Child sex abuse: Workers cannot be trusted to report concerns - Inquiry head

  • Published
Media caption,

Clare Devlin spoke to the BBC about her experience of sexual abuse as a child by her father

Child protection professionals cannot be trusted to decide whether to report disclosures of abuse, the head of an independent inquiry has reiterated.

Professor Alexis Jay said staff did not report concerns when they could, resulting in more abuse.

Her comments came as she defended the inquiry's recommendation that failing to report should be a crime.

One MP on the Commons Home Affairs committee said the move would prevent staff from using their judgement.

Conservative Tim Loughton disagrees with the introduction of mandatory reporting, and the creation of a new child protection authority, another recommendation of the seven-year public inquiry.

"What saves a child is the professional judgement and training of people... who are paid to do this. That saves them, not a rulebook," he said.

He was also concerned that the police and social services would face a "huge amount of work" in dealing with reports of abuse, some of which might be made "vexatiously".

But Prof Jay has spent years hearing evidence about the cover-ups which led to child abuse scandals in children's homes, schools, churches and religious institutions.

She responded: "If you had heard the amount of evidence we heard from upstanding members of the community about upstanding members of the community who might be acting as volunteers... those reasons were given. I can make that judgement. I know enough about child protection, I can do this."

But she said "nothing happened" and the abuse continued.

"We were entirely convinced by the volume of evidence we heard on this matter. It turns out we can't necessarily trust everyone in that respect."

The Independent Inquiry into Child Sexual Abuse was created in the wake of the Jimmy Savile scandal to examine how institutions responded to allegations of abuse in England and Wales - both in the past, and today.

It said child abuse was an "epidemic" leaving thousands of victims in its "poisonous wake".

Prof Jay said when mandatory reporting was introduced in some US states, Australia, and Canada, the amount of cases initially went up but then settled down.

The proposed new laws would require anyone working in a legally-defined "position of trust" with children, to report any disclosure made by a child, perpetrator, or first hand witness of abuse.

The rules would be looser in some situations, including potential abuse within relationships between children.

The government is still considering its response to many of the inquiry's 107 recommendations, but mandatory reporting will be the most controversial because it requires the introduction of strict new laws.

Mr Loughton said he hoped and expected the inquiry's other recommendation, for new child protection authorities in England and Wales, would be rejected by ministers.

They weren't a "silver bullet", he said, and would be costly and powerless.

But Prof Jay said the new authorities were needed to improve the culture of child protection which had often been watered down in the face of other priorities such as stopping young people getting involved in crime or modern day slavery.

She told MPs that in the years her inquiry has been sitting abuse worsened because it had been facilitated by the internet.
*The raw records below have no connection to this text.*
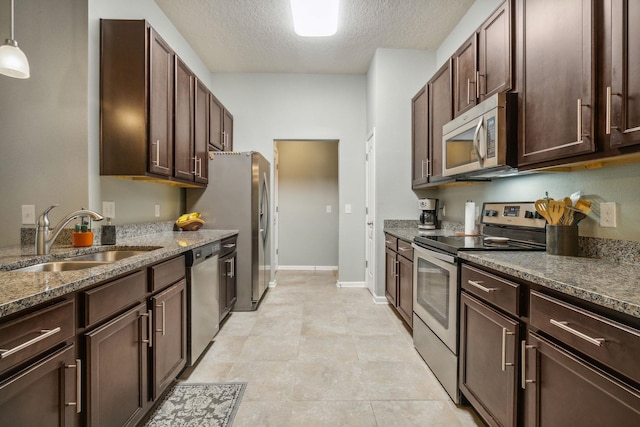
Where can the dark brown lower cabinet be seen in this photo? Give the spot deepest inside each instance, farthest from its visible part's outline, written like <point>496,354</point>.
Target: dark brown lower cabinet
<point>169,345</point>
<point>117,374</point>
<point>561,389</point>
<point>488,361</point>
<point>43,394</point>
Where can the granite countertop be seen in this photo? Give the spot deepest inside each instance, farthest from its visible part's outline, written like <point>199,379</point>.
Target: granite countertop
<point>607,283</point>
<point>20,290</point>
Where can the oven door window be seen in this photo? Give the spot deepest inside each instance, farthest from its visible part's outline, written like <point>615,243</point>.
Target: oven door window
<point>433,291</point>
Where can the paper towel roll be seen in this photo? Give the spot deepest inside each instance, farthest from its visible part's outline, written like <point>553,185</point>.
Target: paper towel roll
<point>470,217</point>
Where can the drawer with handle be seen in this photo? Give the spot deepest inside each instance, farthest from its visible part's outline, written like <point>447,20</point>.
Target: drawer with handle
<point>611,343</point>
<point>32,334</point>
<point>405,249</point>
<point>493,289</point>
<point>228,245</point>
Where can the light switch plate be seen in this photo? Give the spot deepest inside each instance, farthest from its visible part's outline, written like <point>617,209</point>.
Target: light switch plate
<point>608,214</point>
<point>28,214</point>
<point>109,209</point>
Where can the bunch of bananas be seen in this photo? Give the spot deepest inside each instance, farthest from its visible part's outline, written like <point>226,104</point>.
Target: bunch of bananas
<point>190,221</point>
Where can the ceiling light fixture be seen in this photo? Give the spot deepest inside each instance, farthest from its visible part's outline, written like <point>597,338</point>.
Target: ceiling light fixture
<point>13,62</point>
<point>315,18</point>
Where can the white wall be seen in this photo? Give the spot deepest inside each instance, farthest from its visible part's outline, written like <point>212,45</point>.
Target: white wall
<point>269,107</point>
<point>307,184</point>
<point>135,201</point>
<point>394,77</point>
<point>43,119</point>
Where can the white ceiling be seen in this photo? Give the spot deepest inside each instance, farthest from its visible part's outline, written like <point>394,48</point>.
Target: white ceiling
<point>252,36</point>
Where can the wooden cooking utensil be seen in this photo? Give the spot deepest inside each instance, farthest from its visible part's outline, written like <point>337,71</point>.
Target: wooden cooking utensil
<point>556,210</point>
<point>542,208</point>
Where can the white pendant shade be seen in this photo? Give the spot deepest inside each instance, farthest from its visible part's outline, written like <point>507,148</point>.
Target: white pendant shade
<point>13,62</point>
<point>315,18</point>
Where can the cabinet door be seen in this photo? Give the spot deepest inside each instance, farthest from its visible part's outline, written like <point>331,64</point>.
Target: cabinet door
<point>227,131</point>
<point>556,82</point>
<point>440,113</point>
<point>405,289</point>
<point>495,53</point>
<point>623,122</point>
<point>419,138</point>
<point>169,345</point>
<point>43,394</point>
<point>464,76</point>
<point>117,374</point>
<point>201,136</point>
<point>215,123</point>
<point>488,355</point>
<point>563,390</point>
<point>390,276</point>
<point>184,93</point>
<point>160,106</point>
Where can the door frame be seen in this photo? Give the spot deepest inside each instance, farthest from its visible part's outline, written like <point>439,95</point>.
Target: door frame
<point>370,225</point>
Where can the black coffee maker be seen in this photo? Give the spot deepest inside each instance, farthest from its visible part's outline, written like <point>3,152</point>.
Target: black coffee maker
<point>429,214</point>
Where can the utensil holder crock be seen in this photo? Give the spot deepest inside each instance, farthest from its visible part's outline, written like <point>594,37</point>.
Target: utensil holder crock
<point>562,240</point>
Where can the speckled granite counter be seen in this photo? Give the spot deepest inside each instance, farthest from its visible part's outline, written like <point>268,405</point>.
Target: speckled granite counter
<point>607,283</point>
<point>20,290</point>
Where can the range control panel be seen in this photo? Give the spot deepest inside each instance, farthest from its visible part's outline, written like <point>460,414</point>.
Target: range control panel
<point>512,214</point>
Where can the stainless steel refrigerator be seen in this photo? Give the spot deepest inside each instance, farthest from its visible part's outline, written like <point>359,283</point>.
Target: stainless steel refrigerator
<point>237,198</point>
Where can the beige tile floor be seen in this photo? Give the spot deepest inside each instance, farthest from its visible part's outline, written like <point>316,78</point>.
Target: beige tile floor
<point>314,355</point>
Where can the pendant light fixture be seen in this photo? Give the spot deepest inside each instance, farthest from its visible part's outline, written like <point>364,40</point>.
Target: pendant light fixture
<point>13,62</point>
<point>315,18</point>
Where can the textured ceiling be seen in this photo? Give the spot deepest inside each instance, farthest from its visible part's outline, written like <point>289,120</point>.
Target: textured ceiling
<point>251,36</point>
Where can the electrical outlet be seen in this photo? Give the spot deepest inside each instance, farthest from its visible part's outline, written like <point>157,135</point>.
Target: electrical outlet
<point>608,214</point>
<point>109,209</point>
<point>28,214</point>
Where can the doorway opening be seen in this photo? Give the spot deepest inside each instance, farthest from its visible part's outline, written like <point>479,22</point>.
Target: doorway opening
<point>306,204</point>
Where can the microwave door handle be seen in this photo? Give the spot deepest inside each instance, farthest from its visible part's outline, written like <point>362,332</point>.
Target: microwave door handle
<point>476,141</point>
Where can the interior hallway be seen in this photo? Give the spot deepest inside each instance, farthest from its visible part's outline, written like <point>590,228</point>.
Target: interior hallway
<point>314,354</point>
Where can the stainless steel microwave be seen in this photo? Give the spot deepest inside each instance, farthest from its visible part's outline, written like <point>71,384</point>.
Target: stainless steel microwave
<point>482,141</point>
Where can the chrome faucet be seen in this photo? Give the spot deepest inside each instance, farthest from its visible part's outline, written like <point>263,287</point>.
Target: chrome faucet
<point>45,236</point>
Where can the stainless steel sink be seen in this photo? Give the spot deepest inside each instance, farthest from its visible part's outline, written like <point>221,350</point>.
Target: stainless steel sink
<point>61,266</point>
<point>109,256</point>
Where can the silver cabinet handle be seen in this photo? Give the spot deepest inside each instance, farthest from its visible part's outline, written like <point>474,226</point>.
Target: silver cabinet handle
<point>44,334</point>
<point>504,363</point>
<point>579,120</point>
<point>482,288</point>
<point>565,327</point>
<point>149,316</point>
<point>523,365</point>
<point>164,324</point>
<point>78,402</point>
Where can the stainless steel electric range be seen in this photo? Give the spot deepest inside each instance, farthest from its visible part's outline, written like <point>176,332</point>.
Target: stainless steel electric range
<point>436,292</point>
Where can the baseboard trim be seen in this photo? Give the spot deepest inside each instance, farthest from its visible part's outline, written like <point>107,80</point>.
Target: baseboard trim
<point>308,267</point>
<point>350,284</point>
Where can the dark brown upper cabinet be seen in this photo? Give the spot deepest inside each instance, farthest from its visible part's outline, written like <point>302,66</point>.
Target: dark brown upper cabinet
<point>440,112</point>
<point>465,75</point>
<point>620,88</point>
<point>483,65</point>
<point>220,126</point>
<point>419,138</point>
<point>183,122</point>
<point>556,82</point>
<point>147,108</point>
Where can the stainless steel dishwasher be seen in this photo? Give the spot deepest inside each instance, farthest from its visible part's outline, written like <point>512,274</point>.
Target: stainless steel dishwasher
<point>203,293</point>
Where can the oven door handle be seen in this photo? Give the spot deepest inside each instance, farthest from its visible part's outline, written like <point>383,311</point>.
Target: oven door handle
<point>442,257</point>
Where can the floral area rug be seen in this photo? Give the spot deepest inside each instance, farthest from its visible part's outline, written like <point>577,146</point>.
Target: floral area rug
<point>211,405</point>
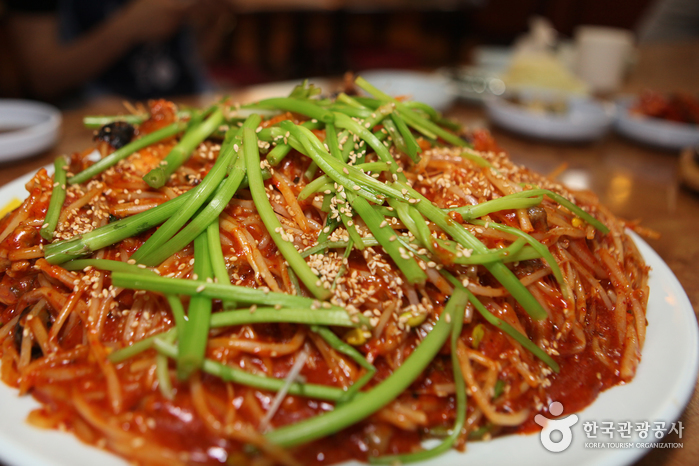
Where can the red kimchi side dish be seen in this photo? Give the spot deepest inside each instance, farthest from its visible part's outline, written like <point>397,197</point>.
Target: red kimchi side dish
<point>308,280</point>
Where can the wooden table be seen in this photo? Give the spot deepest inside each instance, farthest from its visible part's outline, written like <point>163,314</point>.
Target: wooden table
<point>636,182</point>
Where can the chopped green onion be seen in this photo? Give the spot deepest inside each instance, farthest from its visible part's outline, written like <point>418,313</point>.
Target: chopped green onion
<point>58,196</point>
<point>269,218</point>
<point>120,154</point>
<point>194,336</point>
<point>157,177</point>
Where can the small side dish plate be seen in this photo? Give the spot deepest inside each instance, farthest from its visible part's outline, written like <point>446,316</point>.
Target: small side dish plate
<point>654,131</point>
<point>432,89</point>
<point>583,120</point>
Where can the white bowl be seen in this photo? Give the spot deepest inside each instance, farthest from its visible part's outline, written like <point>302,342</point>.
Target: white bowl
<point>430,88</point>
<point>585,120</point>
<point>26,128</point>
<point>654,131</point>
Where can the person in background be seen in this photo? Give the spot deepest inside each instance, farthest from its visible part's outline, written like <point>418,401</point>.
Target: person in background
<point>138,49</point>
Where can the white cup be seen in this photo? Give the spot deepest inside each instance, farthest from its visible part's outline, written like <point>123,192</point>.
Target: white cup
<point>602,56</point>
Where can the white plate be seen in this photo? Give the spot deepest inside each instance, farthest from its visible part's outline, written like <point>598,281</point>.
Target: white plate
<point>432,89</point>
<point>586,119</point>
<point>26,128</point>
<point>654,131</point>
<point>663,384</point>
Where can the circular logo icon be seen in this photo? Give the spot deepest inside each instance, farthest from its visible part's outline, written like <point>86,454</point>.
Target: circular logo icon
<point>549,426</point>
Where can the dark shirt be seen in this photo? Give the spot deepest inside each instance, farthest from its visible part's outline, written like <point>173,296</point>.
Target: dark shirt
<point>148,70</point>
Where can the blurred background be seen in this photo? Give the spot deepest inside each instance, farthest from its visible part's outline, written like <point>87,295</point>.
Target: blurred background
<point>67,51</point>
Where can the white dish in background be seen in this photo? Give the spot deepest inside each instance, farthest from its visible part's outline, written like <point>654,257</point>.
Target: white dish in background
<point>432,89</point>
<point>654,131</point>
<point>659,392</point>
<point>474,84</point>
<point>26,128</point>
<point>585,119</point>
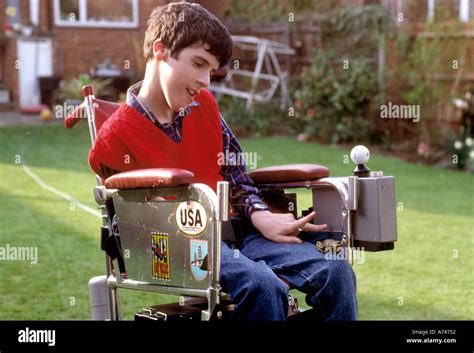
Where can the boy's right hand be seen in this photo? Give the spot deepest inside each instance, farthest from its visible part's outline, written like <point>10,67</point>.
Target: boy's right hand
<point>283,227</point>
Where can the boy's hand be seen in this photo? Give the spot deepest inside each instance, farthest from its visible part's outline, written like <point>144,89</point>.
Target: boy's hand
<point>282,227</point>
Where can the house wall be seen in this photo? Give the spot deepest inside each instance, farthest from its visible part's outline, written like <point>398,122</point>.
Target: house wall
<point>76,50</point>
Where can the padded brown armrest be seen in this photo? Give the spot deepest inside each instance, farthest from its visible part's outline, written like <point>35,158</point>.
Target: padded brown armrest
<point>150,178</point>
<point>288,173</point>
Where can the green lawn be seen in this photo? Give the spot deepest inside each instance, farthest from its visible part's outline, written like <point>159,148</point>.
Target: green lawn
<point>429,275</point>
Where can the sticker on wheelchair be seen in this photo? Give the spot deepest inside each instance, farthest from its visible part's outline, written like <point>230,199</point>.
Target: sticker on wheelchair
<point>160,253</point>
<point>191,218</point>
<point>198,258</point>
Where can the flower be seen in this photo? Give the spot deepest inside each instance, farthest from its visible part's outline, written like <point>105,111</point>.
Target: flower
<point>302,137</point>
<point>423,149</point>
<point>6,26</point>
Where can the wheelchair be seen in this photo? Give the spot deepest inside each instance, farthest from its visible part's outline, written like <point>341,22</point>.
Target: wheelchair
<point>171,228</point>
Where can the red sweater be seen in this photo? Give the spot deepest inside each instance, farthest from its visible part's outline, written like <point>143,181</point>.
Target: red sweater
<point>129,141</point>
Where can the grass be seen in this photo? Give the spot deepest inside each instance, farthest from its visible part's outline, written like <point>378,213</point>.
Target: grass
<point>429,275</point>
The scale of the problem was "incontrovertible", she said.

"It should not be put under the carpet as it has been in the past."

With the Online Safety Bill currently going through Parliament, the government has said it would not "pre-screen" harmful material on people's phones before it was posted on social media, or break encryption to see if they were posting illegal or offensive pictures.

Prof Jay told MPs that in the debate over privacy and child protection "the inquiry is always on the side of child protection".